L'ONU a donné lundi son feu vert au "Giec de la biodiversité". Il s'agira de la future plate-forme entre scientifiques et politiques. Suite à l'accord de l'ONU la ministre de l'Ecologie, Nathalie Kosciusko-Morizet à tout de suite réagi. Cet organisme servira "d'interface mondiale entre la science et les décideurs", s'est réjouit la ministre.
"A l'image du Groupe d'experts Intergouvernemental sur l'Evolution du Climat (Giec), cette plate-forme, particulièrement défendue par la France, sera une véritable interface mondiale entre la science et les décideurs. On ne pouvait imaginer plus belle conclusion de l'année de la biodiversité", remarque Nathalie Kosciusko-Morizet.

"On ne pouvait imaginer plus belle conclusion de l'année de la
biodiversité", selon Nathalie Kosciusko-Morizet.
Endiguer la disparition des espèces
Pour la ministre, "cette résolution constitue le point de départ pour favoriser une meilleure prise en compte de la protection de la biodiversité dans toutes nos politiques publiques ».

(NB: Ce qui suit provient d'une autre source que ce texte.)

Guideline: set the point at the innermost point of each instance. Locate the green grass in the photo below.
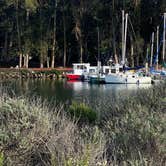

Le nouveau "Giec de la Biodiversité", dont la mise en œuvre a été confiée au Programme des Nations unies pour l'Environnement (PNUE), vise à synthétiser les connaissances scientifiques pour permettre d'endiguer plus efficacement l'inquiétante érosion des espèces.
L'idée en avait été lancée il y a cinq ans lors d'une conférence à Paris et devait être réalisée pour 2011.